We convert a strongly interacting ultracold Bose gas into a mixture of atoms and molecules by sweeping the interactions from resonant to weak. By analyzing the decay dynamics of the molecular gas, we show that in addition to Feshbach dimers it contains Efimov trimers. Typically around 8% of the total atomic population is bound into trimers, identified by their density-independent lifetime of about 100μs. The lifetime of the Feshbach dimers shows a density dependence due to inelastic atom-dimer collisions, in agreement with theoretical calculations. We also vary the density of the gas across a factor of 250 and investigate the corresponding atom loss rate at the interaction resonance.

arXiv:1704.01206 (2017)


Universal dynamics of a degenerate unitary Bose gas

The microscopic structure of the first-discovered quantum fluid, superfluid liquid helium, is difficult to access owing to limited experimental probes. Although an ultracold atomic Bose gas with tunable interactions had been proposed as an alternative strongly interacting Bose system, experimental progress has been limited by its short lifetime. Here we present time-resolved measurements of the momentum distribution of a Bose-condensed gas that is suddenly jumped to unitarity. Contrary to expectation, we observe that the gas lives long enough to permit the momentum to evolve to a quasi-steady-state distribution, consistent with universality, while remaining degenerate.

Nature Physics 10, 116–119 (2014). arXiv.


Contact Measurements on Atomic BEC

A powerful set of universal relations, centered on a quantity called the contact, connects the strength of short-range two-body correlations to the thermodynamics of a many-body system with zero-range interactions. We report on measurements of the contact, using rf spectroscopy, for an 85Rb atomic Bose-Einstein condensate (BEC). For bosons, the fact that contact spectroscopy can be used to probe the gas on short time scales is useful given the decreasing stability of BECs with increasing interactions. A complication is the added possibility, for bosons, of three-body interactions. In investigating this issue, we have located an Efimov resonance for 85Rb atoms with loss measurements and thus determined the three-body interaction parameter. In our contact spectroscopy, in a region of observable beyond-mean- field effects, we find no measurable contribution from three-body physics.

Phys. Rev.
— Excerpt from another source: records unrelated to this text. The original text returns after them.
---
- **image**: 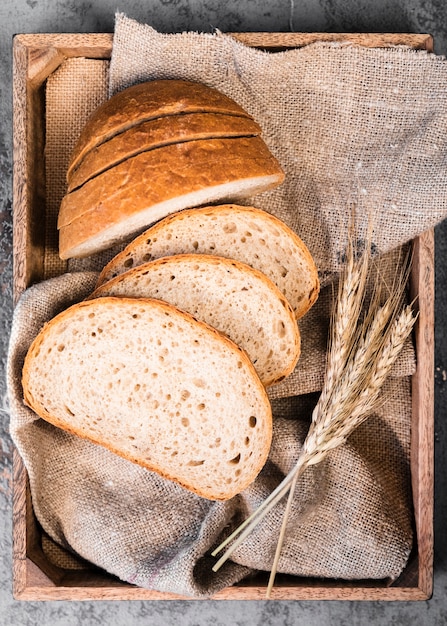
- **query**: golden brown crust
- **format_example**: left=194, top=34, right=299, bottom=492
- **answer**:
left=68, top=113, right=261, bottom=192
left=97, top=204, right=320, bottom=318
left=22, top=296, right=273, bottom=500
left=90, top=254, right=301, bottom=387
left=68, top=79, right=251, bottom=175
left=58, top=137, right=284, bottom=258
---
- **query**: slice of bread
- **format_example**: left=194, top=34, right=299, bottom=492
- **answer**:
left=23, top=297, right=272, bottom=500
left=68, top=113, right=261, bottom=192
left=92, top=254, right=300, bottom=386
left=67, top=79, right=251, bottom=177
left=58, top=137, right=284, bottom=259
left=98, top=204, right=319, bottom=318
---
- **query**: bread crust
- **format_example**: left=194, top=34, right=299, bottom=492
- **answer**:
left=90, top=254, right=301, bottom=387
left=58, top=137, right=284, bottom=259
left=22, top=297, right=272, bottom=500
left=68, top=79, right=251, bottom=176
left=96, top=204, right=320, bottom=319
left=67, top=113, right=261, bottom=192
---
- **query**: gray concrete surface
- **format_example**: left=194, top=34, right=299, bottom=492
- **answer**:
left=0, top=0, right=447, bottom=626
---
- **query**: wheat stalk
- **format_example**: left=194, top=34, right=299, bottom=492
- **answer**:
left=212, top=239, right=415, bottom=597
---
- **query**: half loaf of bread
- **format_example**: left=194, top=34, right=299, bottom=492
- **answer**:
left=67, top=79, right=256, bottom=178
left=92, top=254, right=300, bottom=386
left=58, top=137, right=284, bottom=259
left=23, top=297, right=272, bottom=500
left=68, top=113, right=261, bottom=192
left=98, top=204, right=319, bottom=318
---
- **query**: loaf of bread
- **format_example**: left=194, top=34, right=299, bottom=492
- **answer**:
left=22, top=297, right=272, bottom=500
left=58, top=137, right=284, bottom=259
left=68, top=113, right=261, bottom=192
left=98, top=204, right=319, bottom=318
left=67, top=79, right=256, bottom=178
left=92, top=254, right=300, bottom=386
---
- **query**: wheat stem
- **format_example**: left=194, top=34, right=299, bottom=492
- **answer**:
left=212, top=235, right=415, bottom=597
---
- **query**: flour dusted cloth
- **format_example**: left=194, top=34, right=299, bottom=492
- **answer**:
left=109, top=14, right=447, bottom=272
left=8, top=272, right=412, bottom=597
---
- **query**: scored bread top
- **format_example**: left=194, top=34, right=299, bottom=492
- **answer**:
left=91, top=254, right=300, bottom=386
left=67, top=113, right=261, bottom=192
left=67, top=79, right=251, bottom=176
left=97, top=204, right=319, bottom=319
left=58, top=137, right=284, bottom=259
left=22, top=297, right=272, bottom=500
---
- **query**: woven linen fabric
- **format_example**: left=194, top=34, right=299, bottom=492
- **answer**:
left=8, top=14, right=447, bottom=596
left=7, top=272, right=412, bottom=597
left=110, top=14, right=447, bottom=272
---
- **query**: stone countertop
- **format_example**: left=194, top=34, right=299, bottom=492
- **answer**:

Lett. 108, 145305 (2012). arXiv


Photon Counting for Bragg Spectroscopy of Quantum Gases

We demonstrate a photon-counting technique for detecting Bragg excitation of an ultracold gas of atoms. By measuring the response of the light field to the atoms, we derive a signal independent of traditional time-of-flight atom-imaging techniques. With heterodyne detection we achieve photon shot-noise limited detection of the amplification or depletion of one of the Bragg laser beams. Photon counting for Bragg spectroscopy will be useful for strongly interacting gases where atom-imaging detection fails. In addition, this technique provides the ability to resolve the evolution of excitations as a function of pulse duration.
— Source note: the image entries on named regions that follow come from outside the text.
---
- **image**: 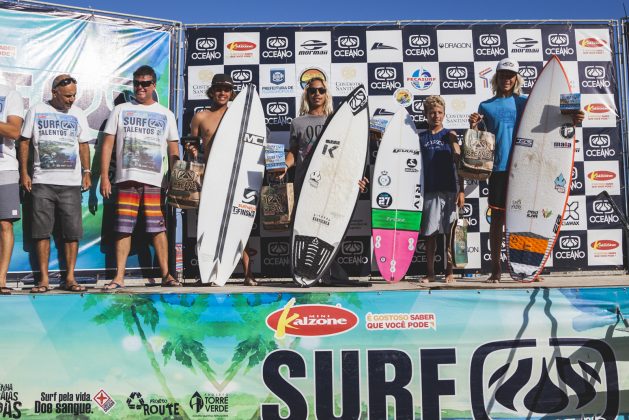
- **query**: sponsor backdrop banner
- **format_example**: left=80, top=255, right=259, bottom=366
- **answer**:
left=0, top=9, right=171, bottom=275
left=0, top=288, right=629, bottom=420
left=183, top=23, right=624, bottom=277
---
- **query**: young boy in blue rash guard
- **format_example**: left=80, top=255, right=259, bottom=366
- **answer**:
left=419, top=96, right=465, bottom=283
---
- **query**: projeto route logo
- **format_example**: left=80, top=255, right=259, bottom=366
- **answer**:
left=266, top=298, right=358, bottom=339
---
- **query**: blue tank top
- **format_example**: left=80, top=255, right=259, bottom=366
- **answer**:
left=419, top=128, right=457, bottom=193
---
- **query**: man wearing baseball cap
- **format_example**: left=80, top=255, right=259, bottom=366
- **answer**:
left=186, top=74, right=258, bottom=286
left=469, top=57, right=584, bottom=283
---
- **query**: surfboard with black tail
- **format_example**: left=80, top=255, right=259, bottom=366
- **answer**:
left=197, top=85, right=266, bottom=286
left=291, top=85, right=369, bottom=286
left=505, top=56, right=575, bottom=282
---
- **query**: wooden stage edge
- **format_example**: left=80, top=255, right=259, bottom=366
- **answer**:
left=0, top=271, right=629, bottom=299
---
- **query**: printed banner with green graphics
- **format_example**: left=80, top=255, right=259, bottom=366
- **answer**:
left=0, top=288, right=629, bottom=419
left=0, top=9, right=171, bottom=273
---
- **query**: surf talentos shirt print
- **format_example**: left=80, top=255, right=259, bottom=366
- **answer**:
left=22, top=102, right=90, bottom=186
left=105, top=103, right=179, bottom=187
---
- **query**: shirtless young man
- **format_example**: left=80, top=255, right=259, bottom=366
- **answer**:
left=187, top=74, right=258, bottom=286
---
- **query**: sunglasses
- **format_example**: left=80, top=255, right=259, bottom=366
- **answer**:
left=52, top=77, right=76, bottom=89
left=308, top=88, right=328, bottom=95
left=212, top=85, right=233, bottom=92
left=133, top=80, right=155, bottom=88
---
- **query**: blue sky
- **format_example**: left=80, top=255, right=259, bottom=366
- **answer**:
left=40, top=0, right=629, bottom=23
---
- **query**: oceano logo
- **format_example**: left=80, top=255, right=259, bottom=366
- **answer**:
left=336, top=35, right=360, bottom=48
left=461, top=203, right=473, bottom=217
left=592, top=200, right=614, bottom=214
left=196, top=38, right=218, bottom=51
left=548, top=34, right=569, bottom=47
left=408, top=35, right=430, bottom=48
left=559, top=236, right=581, bottom=251
left=266, top=102, right=288, bottom=115
left=341, top=241, right=364, bottom=255
left=266, top=242, right=288, bottom=257
left=585, top=66, right=605, bottom=79
left=478, top=34, right=501, bottom=48
left=231, top=69, right=253, bottom=83
left=375, top=67, right=397, bottom=80
left=589, top=134, right=611, bottom=148
left=519, top=66, right=537, bottom=79
left=266, top=36, right=288, bottom=50
left=446, top=66, right=467, bottom=80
Phys. Rev. A 83, 033615 (2011). arXiv


Bragg spectroscopy of a strongly interacting 85Rb Bose-Einstein condensate

We report on measurements of the excitation spectrum of a strongly interacting Bose-Einstein condensate. A magnetic-field Feshbach resonance is used to tune atom-atom interactions in the condensate and to reach a regime where quantum depletion and beyond mean-field corrections to the condensate chemical potential are significant. We use two-photon Bragg spectroscopy to probe the condensate excitation spectrum; our results demonstrate the onset of beyond mean-field effects in a gaseous Bose-Einstein condensate.